ISLAMABAD: Enforced disappearances and extrajudicial killings are twins of a deepening curse and it is unthinkable that the Pakis­tan Peoples Party will support it in any form or manner, said party’s co-chairman and former president Asif Ali Zardari while des­cribing his remarks about former superintendent of police Rao Anwar in a recent interview as misspoken.

Denouncing extrajudicial killings as “abhorrent, criminal and unacceptable”, he called for bringing to justice all those involved in it and regretted any offence to anyone, said Senator Farhat­ullah Babar, spokesperson for the former president, on Saturday.

A day earlier Mr Zardari in an interview had stated: “Rao Anwar is among those brave children who had participated in the operation against the MQM,” adding that he was the lone survivor among the 54 SHOs who took part in that operation.

The former president realised that his remarks made unwittingly in the flow of conversation might have cau­sed anguish, the spokesperson said.

Enforced disappearances and extrajudicial killings being twins of a deepening curse, it was unthinkable for the PPP to support it in any form or manner, the spokesperson said, adding that the party’s record in and out of the parliament was a testimony to it.

In the interview, the former president had said a police report against former SP Anwar was the result of a grouping within the police force. While responding to a question, he contested the police report that held the former police officer responsible for 444 extrajudicial killings in alleged encounters, arguing that if it was true then why there were not as many cases against Rao in courts.

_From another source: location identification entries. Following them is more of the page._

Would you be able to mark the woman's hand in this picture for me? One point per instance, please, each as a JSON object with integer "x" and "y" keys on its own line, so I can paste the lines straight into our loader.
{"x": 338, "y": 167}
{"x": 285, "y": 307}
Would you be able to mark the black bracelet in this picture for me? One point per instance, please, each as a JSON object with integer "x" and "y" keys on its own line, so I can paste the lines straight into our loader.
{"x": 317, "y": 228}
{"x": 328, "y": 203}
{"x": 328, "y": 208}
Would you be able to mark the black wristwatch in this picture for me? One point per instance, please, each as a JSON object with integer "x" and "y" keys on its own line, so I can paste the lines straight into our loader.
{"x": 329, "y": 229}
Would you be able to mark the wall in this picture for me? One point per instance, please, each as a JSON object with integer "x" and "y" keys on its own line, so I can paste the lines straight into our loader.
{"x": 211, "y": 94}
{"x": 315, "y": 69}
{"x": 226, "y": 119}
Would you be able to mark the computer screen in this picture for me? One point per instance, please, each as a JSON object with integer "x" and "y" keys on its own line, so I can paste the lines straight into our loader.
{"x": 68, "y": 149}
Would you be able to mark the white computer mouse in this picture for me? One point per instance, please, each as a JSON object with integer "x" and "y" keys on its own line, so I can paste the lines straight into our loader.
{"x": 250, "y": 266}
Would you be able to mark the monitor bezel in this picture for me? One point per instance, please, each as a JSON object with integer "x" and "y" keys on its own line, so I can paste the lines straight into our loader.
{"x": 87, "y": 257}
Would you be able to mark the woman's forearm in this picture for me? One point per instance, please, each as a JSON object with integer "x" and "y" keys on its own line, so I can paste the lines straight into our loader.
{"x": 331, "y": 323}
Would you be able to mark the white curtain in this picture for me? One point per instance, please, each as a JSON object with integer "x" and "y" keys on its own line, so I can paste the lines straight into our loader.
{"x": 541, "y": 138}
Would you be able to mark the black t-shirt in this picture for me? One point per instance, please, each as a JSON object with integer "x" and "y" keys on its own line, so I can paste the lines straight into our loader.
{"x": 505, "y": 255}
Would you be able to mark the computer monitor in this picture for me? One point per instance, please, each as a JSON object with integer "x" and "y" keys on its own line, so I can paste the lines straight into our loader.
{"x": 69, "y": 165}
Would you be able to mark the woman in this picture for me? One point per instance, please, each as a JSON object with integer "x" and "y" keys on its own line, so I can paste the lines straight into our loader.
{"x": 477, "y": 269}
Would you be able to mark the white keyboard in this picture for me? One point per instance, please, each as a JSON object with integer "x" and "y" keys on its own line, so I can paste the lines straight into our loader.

Without mentioning the Naqeebullah Mehsud killing case, Mr Zardari said the issue had been blown out of all proportion and sensationalised by the media, Twitter and other ‘social media brigade’. “That doesn’t necessarily mean it is a fact,” he added.

On Friday, the Supreme Court had issued a contempt notice to former Malir SP Rao Anwar for not appearing before it despite being granted protective bail in the Naqeebullah Mehsud murder case.

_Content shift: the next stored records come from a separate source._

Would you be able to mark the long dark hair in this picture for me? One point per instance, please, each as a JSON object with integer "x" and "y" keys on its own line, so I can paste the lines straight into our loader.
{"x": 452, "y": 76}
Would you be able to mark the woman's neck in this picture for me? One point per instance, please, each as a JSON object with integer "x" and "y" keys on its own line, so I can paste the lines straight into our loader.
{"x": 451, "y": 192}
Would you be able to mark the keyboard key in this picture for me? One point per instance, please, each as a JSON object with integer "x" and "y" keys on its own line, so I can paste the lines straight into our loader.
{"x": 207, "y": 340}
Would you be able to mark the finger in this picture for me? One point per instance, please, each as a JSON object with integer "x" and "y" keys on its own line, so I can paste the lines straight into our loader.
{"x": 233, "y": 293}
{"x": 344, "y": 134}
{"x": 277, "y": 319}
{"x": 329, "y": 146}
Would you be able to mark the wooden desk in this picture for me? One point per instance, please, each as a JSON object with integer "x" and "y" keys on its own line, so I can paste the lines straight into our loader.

Naqeebullah Mehsud, a native of South Waziristan, was among the four men killed in an “encounter” in Karachi’s Shah Latif Town area on Jan 13. Amid an uproar against the killing on social media, Rao Anwar had insisted all the four killed were terrorists. However, his claim was rejected by a high-level probe committee of police. The developments took media by storm as people belonging to the Mehsud tribe took to the streets and staged a sit-in in Islamabad. They ended the sit-in after the prime minister assured them of the arrest of the culprit.